Last month, I was taken aback by a story about how those working to save endangered rhinoceroses are now sawing the horns off of them to slow the pace at which poachers kill them. I suspect what once would have been considered mutilation is seen as a last defense against the power of human greed and cultural practice in the face of extinction.

No less shocking to the public of 30-years-ago would have been the announcement made in January that Barnum & Bailey Circus will discontinue its elephant acts earlier than planned because of a concern for the animals. In the old days, a circus without elephants would have been, well, not a circus at all, and the animals’ welfare would simply not have been considered.

Related to the issue of extinction is the extent to which zoos and their breeding programs — of which the Cincinnati Zoo’s gorilla Harambe was a part — have become part of a stopgap program to sustain biodiversity in the face of the habitat destruction that seems to be the engine powering the extinction train.

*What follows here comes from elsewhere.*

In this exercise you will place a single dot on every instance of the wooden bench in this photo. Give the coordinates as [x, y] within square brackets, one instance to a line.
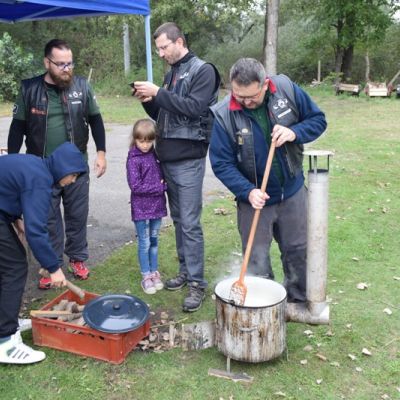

Despite its much more dramatic consequences, this more widespread threat to animals seems not to power the kind of outrage expressed after the death of a single animal in a zoo.

Another change from our society of 30 years ago: The extent to which companion pets that contribute so much to human well-being have risen to the status of family members and inform our treatment toward animals as a whole. It’s a phenomenon at times that seems to inject the reaction to animal mistreatment with a greater passion than the mistreatment of vulnerable and often marginalized humans — also driven by greed and cultural practice.

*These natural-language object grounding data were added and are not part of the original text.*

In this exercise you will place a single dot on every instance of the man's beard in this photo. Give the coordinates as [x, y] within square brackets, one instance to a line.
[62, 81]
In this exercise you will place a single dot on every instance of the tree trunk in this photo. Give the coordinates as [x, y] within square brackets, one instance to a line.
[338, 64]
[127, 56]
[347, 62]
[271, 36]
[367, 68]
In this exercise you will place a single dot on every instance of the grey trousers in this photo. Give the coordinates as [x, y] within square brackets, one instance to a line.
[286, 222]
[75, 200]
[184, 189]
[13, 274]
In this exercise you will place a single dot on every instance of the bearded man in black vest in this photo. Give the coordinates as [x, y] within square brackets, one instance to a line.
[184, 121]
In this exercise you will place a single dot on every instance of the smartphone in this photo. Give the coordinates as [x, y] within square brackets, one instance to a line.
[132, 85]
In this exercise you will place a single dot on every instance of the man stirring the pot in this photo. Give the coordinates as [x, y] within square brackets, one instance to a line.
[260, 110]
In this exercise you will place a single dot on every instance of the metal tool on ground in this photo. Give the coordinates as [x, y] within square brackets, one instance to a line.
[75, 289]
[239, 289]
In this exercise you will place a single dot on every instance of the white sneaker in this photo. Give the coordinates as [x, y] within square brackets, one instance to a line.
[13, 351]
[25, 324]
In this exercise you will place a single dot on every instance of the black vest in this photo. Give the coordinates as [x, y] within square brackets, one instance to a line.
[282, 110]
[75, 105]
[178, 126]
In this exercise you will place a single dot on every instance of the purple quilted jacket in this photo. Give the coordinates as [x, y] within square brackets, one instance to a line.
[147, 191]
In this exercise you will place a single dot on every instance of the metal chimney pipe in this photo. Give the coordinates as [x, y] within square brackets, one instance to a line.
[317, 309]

A parallel factor in our changing attitudes is changed technology of longer standing: Internal combustion engines that have made us less dependent on hoofed horse and oxen power have us valuing animals for something other than their utility in performing labor.

Although some will roll their eyes at the mere mention of People for the Ethical Treatment of Animals, the organization has stubbornly posed a fundamental question to a society in these changed circumstances: The extent to which humans are obligated to consider the view from the other side of the zoo’s glass — or the dinner plate — in deciding how we value and treat other animals.

In the event I’ve not angered people on all sides of the question, I’ll mention something that might vex those who view zoos as animal prisons: The extent to which the excitement Atticus and other children feel at zoos encourages in them a sense of connection and sympathy for the animals otherwise unavailable to them.

To me, watching all the changes unfold is like trying to watch the Indianapolis 500 through a pair of binoculars in which clear glass lenses have been replaced with prisms that reflect the accelerating changes from all points of view in real time.

It makes me wonder how differently we human will see these things 30 Memorial Days from now and what the consequences will be for other animals.